Using questions that ask employees to put learned information into their own words forces them to recall and restate information. By writing the information down, learners use more channels to retain that information and understand how to turn learning into application.

Make it Hard

Doctors often put medical residents on the spot by asking very challenging, specific questions. These questions aren’t designed to necessarily be answered correctly at the time, but rather to help the resident remember the correct answer afterward.

When learners are forced to recall information by having to answer tough questions, two things generally happen. Either the learner remembers the answer and the new knowledge is reinforced more strongly, or the learner gets the question wrong, but the correct answer is committed to memory due to the difficulty of the question.

To see learning retention improve over time, the brain has to be challenged so that it better understands information and can apply it to different situations. This is what learning agility is all about.

Boost the Content

Professor Henry Roediger at Washington University in St. Louis has done extensive research on learning reinforcement, and his findings demonstrate that forced recall is the best way to counteract the forgetting curve and help learners retain information in the long run.

Dr. Roediger led a study wherein he invited students at the University to examine a series of photographs and remember as many of them as they could. Afterwards, one group left the lab, while a second group took a brief quiz where they simply wrote down as many of the photos as they could remember. A third group was given this same quiz three times in a row.

When all the students returned to the lab a week later and were asked to recall the photos, they found that the more recall opportunities a group had initially, the more photos the students recalled. The first group (no recall opportunity) remembered an average of 17.4 photos, the second group (one recall opportunity) remembered an average of 23.3 photos, and the third group (three recall opportunities) remembered 31.8 photos.
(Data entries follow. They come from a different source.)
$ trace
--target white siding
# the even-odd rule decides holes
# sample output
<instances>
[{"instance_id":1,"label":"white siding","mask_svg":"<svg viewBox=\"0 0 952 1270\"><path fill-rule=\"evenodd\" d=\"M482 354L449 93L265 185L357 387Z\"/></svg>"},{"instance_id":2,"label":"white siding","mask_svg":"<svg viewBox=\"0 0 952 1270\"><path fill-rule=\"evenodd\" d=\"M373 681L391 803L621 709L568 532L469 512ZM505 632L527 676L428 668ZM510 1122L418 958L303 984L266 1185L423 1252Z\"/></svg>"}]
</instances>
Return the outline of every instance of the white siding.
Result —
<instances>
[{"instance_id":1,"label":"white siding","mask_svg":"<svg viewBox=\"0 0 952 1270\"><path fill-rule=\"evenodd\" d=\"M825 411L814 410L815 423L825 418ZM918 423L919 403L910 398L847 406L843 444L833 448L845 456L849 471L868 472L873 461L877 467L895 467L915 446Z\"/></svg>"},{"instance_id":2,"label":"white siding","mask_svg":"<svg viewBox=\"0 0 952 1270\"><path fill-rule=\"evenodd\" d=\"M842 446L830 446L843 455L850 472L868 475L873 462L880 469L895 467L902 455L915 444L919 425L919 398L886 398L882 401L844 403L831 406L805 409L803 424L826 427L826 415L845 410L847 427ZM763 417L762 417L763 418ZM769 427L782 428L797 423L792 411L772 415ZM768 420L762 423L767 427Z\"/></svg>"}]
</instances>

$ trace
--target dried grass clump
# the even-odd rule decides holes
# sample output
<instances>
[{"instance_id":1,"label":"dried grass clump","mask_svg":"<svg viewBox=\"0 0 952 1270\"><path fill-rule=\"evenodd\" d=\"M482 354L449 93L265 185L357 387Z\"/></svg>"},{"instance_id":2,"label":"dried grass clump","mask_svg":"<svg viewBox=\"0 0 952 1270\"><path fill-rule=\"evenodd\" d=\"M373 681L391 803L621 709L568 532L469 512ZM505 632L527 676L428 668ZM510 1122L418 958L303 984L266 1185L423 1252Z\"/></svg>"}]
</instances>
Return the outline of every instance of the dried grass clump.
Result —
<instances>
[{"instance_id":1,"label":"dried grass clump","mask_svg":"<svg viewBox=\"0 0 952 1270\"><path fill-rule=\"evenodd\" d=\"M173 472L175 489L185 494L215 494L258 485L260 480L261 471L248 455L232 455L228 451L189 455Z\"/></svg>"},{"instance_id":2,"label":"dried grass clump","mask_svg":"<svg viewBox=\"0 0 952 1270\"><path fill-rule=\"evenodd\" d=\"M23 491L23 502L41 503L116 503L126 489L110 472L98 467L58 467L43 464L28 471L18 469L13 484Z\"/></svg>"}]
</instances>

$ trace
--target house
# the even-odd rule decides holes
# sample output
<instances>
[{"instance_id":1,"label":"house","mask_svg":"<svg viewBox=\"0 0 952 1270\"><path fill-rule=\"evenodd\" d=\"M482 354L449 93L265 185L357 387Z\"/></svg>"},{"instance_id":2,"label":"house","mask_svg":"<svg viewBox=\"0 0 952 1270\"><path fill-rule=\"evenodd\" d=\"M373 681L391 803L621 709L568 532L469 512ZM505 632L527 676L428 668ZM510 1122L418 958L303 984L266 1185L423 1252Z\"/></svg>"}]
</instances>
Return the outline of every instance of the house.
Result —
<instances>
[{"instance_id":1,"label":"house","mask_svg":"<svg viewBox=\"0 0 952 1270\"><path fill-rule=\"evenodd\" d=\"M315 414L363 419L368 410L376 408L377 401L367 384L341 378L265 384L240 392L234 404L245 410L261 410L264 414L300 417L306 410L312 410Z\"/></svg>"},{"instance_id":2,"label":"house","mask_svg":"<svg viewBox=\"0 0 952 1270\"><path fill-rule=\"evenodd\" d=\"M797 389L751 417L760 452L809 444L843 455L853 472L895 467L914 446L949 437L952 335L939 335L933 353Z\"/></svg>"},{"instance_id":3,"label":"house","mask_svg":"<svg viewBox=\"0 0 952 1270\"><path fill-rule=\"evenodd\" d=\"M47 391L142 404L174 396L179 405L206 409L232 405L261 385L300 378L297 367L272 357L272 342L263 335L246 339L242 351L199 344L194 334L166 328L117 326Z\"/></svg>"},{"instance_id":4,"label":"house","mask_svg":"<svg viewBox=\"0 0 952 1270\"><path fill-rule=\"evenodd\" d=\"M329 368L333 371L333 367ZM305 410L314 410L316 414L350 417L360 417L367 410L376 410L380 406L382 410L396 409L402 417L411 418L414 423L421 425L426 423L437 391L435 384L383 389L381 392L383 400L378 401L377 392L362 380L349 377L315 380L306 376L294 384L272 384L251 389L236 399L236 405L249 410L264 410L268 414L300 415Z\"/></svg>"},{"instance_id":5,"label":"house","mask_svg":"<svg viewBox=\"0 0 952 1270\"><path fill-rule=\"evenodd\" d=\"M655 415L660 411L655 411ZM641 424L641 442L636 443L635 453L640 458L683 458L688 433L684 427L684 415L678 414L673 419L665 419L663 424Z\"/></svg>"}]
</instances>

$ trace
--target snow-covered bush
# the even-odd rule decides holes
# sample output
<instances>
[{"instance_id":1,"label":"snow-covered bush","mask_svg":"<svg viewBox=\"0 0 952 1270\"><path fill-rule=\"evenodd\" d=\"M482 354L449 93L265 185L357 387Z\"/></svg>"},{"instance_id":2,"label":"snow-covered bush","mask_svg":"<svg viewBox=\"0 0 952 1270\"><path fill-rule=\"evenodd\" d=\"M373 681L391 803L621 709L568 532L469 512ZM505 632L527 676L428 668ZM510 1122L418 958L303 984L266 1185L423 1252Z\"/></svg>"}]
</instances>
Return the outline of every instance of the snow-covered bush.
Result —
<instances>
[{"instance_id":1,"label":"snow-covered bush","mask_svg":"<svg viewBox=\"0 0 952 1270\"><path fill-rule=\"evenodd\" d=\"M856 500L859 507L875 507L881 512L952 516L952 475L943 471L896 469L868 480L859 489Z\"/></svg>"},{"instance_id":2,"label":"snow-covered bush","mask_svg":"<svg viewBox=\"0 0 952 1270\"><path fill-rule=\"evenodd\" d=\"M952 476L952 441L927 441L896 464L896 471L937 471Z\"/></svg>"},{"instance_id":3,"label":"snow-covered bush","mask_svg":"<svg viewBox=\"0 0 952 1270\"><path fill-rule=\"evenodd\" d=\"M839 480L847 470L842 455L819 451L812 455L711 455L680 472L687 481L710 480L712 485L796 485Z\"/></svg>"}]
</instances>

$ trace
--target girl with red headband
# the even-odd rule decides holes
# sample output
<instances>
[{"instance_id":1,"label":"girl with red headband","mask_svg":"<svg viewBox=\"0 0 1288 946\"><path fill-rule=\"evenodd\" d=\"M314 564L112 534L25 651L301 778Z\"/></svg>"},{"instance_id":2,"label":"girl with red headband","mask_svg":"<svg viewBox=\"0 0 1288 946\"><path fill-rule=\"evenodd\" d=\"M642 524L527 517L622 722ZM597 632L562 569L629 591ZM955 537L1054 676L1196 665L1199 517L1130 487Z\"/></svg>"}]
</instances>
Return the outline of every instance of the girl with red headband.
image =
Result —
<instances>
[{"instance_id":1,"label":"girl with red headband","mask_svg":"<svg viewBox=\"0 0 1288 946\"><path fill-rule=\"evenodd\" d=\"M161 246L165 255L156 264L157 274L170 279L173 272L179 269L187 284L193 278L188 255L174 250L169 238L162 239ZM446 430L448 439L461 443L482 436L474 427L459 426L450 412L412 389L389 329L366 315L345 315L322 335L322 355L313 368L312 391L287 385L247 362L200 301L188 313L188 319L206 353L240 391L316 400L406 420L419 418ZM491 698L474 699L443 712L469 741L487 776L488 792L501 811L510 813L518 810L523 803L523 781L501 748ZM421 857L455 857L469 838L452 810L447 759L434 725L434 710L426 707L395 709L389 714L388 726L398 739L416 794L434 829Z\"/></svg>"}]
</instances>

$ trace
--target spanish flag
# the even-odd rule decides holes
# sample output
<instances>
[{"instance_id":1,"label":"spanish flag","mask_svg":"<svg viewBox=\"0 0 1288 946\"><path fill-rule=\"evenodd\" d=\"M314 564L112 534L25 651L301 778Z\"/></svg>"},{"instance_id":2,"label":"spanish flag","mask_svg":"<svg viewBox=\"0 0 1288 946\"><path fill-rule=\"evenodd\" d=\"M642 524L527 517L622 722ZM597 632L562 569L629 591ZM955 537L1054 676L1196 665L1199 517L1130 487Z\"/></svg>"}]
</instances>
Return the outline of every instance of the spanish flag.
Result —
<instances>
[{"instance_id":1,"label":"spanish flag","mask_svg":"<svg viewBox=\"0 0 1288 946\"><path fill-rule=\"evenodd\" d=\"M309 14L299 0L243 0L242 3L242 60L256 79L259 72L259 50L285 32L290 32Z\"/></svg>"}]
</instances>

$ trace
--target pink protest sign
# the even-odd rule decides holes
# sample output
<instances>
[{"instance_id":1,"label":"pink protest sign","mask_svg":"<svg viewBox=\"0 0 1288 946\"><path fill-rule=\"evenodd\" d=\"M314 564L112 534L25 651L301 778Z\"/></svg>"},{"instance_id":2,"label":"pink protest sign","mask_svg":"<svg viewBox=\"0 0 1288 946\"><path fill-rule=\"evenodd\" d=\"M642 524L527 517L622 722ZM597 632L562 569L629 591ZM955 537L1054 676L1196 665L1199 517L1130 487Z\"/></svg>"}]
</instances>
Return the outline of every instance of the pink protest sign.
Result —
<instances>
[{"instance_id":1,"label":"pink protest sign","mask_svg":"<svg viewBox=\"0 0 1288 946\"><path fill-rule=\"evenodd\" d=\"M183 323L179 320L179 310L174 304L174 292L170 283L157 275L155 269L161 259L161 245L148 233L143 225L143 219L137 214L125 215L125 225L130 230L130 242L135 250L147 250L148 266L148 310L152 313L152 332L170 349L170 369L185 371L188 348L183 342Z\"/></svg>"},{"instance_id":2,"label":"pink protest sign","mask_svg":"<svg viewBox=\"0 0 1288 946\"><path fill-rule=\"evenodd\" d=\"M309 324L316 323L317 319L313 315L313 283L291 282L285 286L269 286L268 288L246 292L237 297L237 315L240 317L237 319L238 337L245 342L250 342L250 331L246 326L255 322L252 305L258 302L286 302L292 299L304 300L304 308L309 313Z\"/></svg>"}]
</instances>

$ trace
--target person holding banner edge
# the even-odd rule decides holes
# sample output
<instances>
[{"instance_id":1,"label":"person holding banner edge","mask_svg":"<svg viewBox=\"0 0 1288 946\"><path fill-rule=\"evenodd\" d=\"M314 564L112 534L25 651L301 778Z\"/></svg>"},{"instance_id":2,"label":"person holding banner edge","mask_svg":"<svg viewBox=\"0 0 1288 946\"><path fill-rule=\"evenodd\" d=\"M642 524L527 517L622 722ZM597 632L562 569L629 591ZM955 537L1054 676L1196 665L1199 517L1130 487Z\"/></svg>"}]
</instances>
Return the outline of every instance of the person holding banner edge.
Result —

In another study done by Dr. Henry Roediger and Dr. Jeffrey Karpicke, they wanted to investigate how repeated studying stacks up compared to repeated testing. Three different groups of subjects were given four chances to study or be tested:

  • Study, study, study, study (SSSS)
  • Study, study, study, test (SSST)
  • Study, test, test, test (STTT)

Their findings were interesting because the group that only studied showed the highest recall of information after only five minutes had passed, but after a week had passed, the group that only studied once and was tested three times averaged a much higher recall than the group that only studied.

When tested one week after the initial studying and testing had been done, the amount of forgetting by the SSSS group was 52 percent, for the SSST group it was 28 percent, and for the STTT group it was only 10 percent.

Roediger’s findings in this study show the great importance of providing tests, or any opportunity for recall besides simply going over the information again.

Your learners want to retain information that applies to them, but unless the brain is shown that this information is worth remembering, it is likely to let it go. When information is brought to the learner’s mind, the brain begins to acknowledge it as important. By testing with difficult questions that encourage the learner to write, you can significantly increase the amount of information your learners retain.

Retention is absolutely crucial in an economy where $160 billion is spent by U.S. businesses on employee learning and training.

Organizations simply cannot afford to let 90 percent of those dollars go to waste, but without learning reinforcement strategies in place, that money put into employee training is being flushed away by the human brain’s natural processes.

To combat the forgetting process and get the highest level of learning retention out of your training content, be sure to offer small chunks of learning at a time, provide difficult quiz questions, and reinforce the learning with tests spaced out over time.